I filled the watering can and gave it a good dousing.  While on the porch, I pruned a few dead blooms, cut back a large assortment of greenery in a floor pot, and moved the herbs around.  The sage didn’t make it, but the rosemary and basil still seem likely to survive.

This morning, I noticed that the plant which had been flagging yesterday had fully revived.  I sat next to it, sipping coffee and rocking.  I felt a kinship with that little impatiens.  Both of us struggle to bloom where we’ve been planted.  So far, it seems to be making the better job of it.  But I still feel hopeful.

The little impatiens plant that could.

The little impatiens plant that could.

7/12

I’m down to one complaint:  Not complaining.  A hell of a year I picked, I’ve told everyone, walking down corridors, sitting at tables in coffee shops, lying on examining room beds, whispering into the phone at night to an empathetic friend.  I haven’t had any Isaac Beshevits Singer catastrophes (no little children have died), but I’ve had a lot of head-reeling crises.

But still, here I am.  Crazier, calmer at times, more hopeful.  I’ve got an abcess on one hand that has yet to be explained; a failed root canal; a virus eating my cerebellum.  These are just a few of things about which (she says, with a nod to JLW), I’m not going to complain. And not even the biggest ones (insert rueful smile).

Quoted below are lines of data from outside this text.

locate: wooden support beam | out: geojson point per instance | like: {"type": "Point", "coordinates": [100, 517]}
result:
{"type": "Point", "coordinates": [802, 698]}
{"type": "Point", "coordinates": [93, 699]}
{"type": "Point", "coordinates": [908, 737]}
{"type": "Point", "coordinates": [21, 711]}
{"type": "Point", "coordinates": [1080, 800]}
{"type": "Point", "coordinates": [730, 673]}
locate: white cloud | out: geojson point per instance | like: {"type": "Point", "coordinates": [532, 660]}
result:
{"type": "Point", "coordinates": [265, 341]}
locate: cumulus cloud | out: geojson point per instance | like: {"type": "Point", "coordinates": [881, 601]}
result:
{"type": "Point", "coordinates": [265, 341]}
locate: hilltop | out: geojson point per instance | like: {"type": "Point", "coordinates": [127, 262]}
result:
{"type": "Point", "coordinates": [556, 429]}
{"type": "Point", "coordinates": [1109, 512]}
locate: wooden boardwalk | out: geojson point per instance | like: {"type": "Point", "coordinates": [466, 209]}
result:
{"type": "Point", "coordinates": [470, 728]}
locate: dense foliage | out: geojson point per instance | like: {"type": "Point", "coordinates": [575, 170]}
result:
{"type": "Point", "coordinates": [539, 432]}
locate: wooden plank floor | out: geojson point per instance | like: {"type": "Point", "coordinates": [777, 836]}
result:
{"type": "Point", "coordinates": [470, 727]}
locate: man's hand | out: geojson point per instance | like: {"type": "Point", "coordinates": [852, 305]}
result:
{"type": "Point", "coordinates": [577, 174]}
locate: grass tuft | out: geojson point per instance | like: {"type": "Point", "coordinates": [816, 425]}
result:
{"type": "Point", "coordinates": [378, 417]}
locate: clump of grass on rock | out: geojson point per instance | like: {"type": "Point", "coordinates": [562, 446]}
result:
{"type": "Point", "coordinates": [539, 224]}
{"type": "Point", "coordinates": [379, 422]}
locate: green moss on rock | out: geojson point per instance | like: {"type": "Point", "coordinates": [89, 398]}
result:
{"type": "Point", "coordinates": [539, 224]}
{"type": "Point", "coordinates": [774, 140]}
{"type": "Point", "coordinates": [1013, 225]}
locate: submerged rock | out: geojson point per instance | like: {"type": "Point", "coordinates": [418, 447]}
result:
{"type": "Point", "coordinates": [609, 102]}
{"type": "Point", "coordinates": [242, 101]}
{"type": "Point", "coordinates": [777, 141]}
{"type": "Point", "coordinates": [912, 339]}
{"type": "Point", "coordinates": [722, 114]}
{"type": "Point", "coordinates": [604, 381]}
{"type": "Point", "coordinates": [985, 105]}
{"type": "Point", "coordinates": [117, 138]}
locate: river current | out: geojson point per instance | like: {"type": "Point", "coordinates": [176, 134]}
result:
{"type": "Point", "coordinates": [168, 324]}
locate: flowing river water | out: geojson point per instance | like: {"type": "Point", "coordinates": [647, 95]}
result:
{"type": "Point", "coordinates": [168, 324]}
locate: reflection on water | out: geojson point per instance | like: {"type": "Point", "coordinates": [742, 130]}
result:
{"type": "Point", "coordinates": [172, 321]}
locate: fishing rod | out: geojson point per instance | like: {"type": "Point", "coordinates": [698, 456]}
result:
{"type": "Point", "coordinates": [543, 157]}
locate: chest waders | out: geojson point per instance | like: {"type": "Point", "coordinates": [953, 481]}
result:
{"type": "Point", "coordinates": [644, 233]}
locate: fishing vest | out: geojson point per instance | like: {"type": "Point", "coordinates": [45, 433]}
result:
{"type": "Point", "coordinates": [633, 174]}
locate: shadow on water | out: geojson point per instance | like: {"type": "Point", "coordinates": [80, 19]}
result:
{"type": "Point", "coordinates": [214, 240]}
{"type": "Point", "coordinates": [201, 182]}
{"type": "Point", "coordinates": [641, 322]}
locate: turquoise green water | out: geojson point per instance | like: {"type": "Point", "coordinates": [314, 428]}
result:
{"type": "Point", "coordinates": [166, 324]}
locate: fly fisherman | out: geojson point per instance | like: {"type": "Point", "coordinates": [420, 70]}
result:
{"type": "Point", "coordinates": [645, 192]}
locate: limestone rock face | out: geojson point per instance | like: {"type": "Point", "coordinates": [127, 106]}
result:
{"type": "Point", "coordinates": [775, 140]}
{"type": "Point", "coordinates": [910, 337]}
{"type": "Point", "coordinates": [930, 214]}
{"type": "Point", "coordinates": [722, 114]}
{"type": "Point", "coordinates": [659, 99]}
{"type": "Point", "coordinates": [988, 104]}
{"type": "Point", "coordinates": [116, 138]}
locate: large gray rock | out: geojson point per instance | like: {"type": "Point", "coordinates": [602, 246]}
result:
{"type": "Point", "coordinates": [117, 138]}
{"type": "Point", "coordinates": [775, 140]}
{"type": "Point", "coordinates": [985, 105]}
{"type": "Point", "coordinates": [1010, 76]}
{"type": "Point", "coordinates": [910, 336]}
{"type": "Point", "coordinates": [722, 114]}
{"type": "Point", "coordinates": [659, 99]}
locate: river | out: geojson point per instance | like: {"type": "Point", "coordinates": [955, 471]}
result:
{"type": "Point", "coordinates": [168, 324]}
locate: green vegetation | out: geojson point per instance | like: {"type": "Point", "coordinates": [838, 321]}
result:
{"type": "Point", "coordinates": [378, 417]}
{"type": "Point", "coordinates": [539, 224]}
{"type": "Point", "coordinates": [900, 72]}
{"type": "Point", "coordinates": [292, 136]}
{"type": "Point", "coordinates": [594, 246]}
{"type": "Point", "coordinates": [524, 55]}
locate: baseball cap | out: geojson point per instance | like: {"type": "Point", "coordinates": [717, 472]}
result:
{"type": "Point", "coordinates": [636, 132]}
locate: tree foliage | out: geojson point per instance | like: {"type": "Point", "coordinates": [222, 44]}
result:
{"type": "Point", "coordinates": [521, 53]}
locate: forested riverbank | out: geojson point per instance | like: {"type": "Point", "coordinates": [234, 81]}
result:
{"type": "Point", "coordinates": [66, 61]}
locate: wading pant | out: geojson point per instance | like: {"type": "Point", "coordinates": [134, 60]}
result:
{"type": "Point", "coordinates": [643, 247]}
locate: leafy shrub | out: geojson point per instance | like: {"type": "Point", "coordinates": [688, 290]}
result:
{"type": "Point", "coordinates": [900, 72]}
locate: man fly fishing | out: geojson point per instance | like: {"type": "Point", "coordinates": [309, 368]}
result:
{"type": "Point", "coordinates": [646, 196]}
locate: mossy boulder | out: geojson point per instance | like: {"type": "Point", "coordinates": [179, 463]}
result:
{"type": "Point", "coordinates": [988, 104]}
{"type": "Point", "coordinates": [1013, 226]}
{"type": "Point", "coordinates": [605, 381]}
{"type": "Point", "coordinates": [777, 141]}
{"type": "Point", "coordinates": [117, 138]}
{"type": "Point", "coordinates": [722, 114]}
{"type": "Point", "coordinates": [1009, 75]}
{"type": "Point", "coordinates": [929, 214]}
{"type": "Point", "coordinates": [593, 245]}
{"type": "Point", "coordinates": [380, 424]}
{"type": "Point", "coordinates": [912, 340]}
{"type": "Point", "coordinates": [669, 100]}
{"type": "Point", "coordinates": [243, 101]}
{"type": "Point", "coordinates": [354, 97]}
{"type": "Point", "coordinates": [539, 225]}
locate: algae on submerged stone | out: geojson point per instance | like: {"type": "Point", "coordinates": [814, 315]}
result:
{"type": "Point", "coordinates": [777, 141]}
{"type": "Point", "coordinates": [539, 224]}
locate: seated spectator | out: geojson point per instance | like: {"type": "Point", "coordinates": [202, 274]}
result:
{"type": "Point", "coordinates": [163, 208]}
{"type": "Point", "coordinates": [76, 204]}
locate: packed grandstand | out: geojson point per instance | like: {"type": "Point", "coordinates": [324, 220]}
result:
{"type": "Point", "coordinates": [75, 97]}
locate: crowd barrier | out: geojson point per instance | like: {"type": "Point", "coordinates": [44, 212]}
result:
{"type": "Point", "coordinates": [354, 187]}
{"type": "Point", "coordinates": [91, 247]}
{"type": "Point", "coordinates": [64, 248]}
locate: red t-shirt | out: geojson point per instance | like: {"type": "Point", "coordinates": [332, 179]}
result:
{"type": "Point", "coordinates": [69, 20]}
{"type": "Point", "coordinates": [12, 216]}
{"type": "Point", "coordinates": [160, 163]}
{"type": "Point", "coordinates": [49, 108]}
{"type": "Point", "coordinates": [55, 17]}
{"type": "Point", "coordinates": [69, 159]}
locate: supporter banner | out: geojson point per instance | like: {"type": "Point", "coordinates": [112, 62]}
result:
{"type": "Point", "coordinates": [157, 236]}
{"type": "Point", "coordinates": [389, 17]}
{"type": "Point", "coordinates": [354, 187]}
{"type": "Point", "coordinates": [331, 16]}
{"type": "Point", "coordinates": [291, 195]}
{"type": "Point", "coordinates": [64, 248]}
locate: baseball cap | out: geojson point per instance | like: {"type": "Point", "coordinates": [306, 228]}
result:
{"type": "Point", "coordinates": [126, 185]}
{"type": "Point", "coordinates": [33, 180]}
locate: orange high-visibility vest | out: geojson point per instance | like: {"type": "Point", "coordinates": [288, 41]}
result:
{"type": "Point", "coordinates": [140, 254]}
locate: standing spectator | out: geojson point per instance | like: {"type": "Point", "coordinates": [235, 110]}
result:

I sat in a friend’s home yesterday, talking with her and her husband.  I rocked in their chair and listened to her husband talk about his new job, as one of a small number of retired Episcopal priests ordained as a Catholic priest, serving now in a parish in a poorer section of Eastern Jackson County.  He talked about the 250 families he serves, and his voice grew quiet, round and warm.  My friend talked about the death penalty post-conviction hearing she will start in a couple of weeks, of the terrible, abusive childhood of her client  which formed the half-crazed young man who stabbed and killed in a fit of uncontrollable rage.  Her voice, too, grew quiet, serious.

I rocked; they talked.  Then I spoke of my son and his adventures and I felt the stillness grow within me.  I rocked, I sipped cold water, and I let the peacefulness overtake me. Then I took the home-grown tomatoes with which they gifted me home and made  lovely meal of one of them.  I’m 7/12 of the way through this year without complaining.  I’m still here.